The United States Army has shifted doctrine to focus on large-scale combat operations against peer to near-peer adversaries. Future conflicts could result in a limited supply chain, leaving medical providers with only expired blood products for treatment of hemorrhagic shock. This study evaluated quality, function, and safety metrics of whole blood stored for 1 week past regulated expiration (i.e., 35 days, in CPDA-1).

MATERIALS AND METHODS

Whole blood units (n = 6) were collected in citrate phosphate dextrose adenine-1 (CPDA-1) anticoagulant and stored refrigerated for up to 42 days. Units were sampled on days 35, 37, 39, and 42 of storage and evaluated for the following: complete blood count, blood metabolism and chemistries, clotting dynamics, and presence of bacteria.

RESULTS

The majority of evaluated parameters fell outside of normal clinical ranges beginning at day 35 of storage. At 42 days, blood pH was 6.58 ± 0.038, hemolysis was significantly increased (P = .037 vs day 35), and bacterial contamination was not evident.
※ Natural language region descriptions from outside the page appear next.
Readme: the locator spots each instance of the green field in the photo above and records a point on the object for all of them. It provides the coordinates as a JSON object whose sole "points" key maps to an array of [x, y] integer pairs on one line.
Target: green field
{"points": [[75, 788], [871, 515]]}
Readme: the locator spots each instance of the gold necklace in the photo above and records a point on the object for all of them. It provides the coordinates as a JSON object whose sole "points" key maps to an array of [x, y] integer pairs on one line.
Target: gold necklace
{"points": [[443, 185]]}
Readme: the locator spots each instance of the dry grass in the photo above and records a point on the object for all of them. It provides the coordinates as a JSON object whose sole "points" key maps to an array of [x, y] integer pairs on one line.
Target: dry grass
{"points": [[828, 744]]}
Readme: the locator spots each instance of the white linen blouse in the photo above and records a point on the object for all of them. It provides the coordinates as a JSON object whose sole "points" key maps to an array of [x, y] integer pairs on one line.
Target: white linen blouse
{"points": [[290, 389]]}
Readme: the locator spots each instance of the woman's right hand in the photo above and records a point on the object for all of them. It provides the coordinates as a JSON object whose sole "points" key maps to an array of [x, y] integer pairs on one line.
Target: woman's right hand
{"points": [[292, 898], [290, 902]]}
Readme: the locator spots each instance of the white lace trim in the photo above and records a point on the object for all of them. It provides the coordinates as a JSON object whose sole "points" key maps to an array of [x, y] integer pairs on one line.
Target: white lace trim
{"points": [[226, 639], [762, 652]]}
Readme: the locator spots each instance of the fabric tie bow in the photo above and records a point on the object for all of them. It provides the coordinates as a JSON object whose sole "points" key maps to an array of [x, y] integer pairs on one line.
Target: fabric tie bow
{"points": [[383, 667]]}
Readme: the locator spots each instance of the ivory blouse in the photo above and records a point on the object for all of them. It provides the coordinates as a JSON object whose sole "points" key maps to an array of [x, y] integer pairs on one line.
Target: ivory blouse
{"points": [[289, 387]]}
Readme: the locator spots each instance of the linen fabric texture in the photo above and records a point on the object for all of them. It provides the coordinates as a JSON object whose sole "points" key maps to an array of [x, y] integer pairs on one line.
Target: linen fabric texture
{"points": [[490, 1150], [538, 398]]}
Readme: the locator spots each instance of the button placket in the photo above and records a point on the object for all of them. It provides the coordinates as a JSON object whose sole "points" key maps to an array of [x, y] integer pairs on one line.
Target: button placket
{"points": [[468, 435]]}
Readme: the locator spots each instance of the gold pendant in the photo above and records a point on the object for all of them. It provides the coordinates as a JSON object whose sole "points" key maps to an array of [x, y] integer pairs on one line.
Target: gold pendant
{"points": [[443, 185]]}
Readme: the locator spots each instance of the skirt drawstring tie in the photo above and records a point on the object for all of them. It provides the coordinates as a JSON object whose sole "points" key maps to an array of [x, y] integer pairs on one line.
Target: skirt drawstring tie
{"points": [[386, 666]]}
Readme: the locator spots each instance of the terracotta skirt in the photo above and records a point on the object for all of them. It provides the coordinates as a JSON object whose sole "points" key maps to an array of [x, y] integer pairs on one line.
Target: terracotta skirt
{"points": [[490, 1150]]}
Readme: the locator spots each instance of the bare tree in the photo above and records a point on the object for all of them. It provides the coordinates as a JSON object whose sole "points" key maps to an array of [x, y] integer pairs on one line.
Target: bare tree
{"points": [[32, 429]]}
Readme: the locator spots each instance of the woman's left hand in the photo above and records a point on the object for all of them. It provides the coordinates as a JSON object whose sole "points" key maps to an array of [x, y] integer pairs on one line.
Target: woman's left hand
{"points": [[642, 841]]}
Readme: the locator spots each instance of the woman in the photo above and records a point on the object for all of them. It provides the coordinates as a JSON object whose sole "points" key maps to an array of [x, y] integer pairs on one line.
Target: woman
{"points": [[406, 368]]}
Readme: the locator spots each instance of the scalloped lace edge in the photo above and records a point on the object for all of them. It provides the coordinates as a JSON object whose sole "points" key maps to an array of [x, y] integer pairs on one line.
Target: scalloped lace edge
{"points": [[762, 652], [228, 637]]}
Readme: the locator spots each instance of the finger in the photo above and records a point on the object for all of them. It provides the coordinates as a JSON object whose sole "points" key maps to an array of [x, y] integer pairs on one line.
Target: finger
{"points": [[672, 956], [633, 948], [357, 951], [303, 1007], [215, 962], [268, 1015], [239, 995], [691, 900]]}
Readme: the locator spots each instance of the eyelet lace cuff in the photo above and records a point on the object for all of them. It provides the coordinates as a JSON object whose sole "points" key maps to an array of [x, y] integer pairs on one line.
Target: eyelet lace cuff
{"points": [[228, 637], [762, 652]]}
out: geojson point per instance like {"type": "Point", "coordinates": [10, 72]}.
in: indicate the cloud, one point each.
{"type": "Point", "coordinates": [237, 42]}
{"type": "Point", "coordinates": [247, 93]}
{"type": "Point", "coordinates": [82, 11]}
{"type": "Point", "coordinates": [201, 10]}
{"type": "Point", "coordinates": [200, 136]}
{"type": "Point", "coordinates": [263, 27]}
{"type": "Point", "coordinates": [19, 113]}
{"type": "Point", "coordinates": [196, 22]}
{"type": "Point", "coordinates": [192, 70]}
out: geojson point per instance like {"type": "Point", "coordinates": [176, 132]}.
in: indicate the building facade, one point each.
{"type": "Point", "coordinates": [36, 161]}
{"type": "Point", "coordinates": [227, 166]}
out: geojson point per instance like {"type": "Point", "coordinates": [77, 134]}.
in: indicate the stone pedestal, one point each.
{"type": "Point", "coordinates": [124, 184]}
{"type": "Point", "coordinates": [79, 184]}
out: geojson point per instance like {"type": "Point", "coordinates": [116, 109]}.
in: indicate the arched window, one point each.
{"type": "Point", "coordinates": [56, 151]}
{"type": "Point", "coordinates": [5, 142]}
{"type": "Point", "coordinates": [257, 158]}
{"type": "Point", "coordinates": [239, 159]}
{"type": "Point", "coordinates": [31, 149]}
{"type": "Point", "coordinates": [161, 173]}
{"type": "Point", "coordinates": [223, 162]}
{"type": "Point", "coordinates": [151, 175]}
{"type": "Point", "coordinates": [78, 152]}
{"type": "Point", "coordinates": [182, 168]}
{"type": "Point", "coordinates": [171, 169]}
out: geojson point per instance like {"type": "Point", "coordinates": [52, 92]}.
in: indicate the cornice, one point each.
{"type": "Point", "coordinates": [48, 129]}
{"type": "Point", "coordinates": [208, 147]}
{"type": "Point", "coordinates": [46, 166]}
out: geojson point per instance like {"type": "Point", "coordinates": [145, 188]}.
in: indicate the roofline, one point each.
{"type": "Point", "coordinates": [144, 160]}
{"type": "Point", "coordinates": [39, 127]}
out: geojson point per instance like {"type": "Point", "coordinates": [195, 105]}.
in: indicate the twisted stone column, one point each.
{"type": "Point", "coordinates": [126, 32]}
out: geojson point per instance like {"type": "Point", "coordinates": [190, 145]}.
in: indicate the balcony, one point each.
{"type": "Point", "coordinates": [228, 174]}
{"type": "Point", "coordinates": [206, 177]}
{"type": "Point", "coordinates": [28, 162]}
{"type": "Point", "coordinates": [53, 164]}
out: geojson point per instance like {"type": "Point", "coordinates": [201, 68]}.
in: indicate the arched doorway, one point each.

Glucose levels continuously dropped during extended storage. K+ was significantly increased at day 42 compared to day 35 (P = .010). A significant reduction in clot strength, factor V activity, and factor VIII activity was evident beginning at day 39 of storage.

CONCLUSIONS

Storage of whole blood out to 42 days results in a continuous decline in function, but further in vivo safety studies should be performed to determine if the benefits of expired blood outweigh the risks. Other methods to safely extend storage of whole blood that maintain hemostatic function and preserve safety should be investigated, with emphasis placed on methods that reduce potassium leak and/or hemolysis.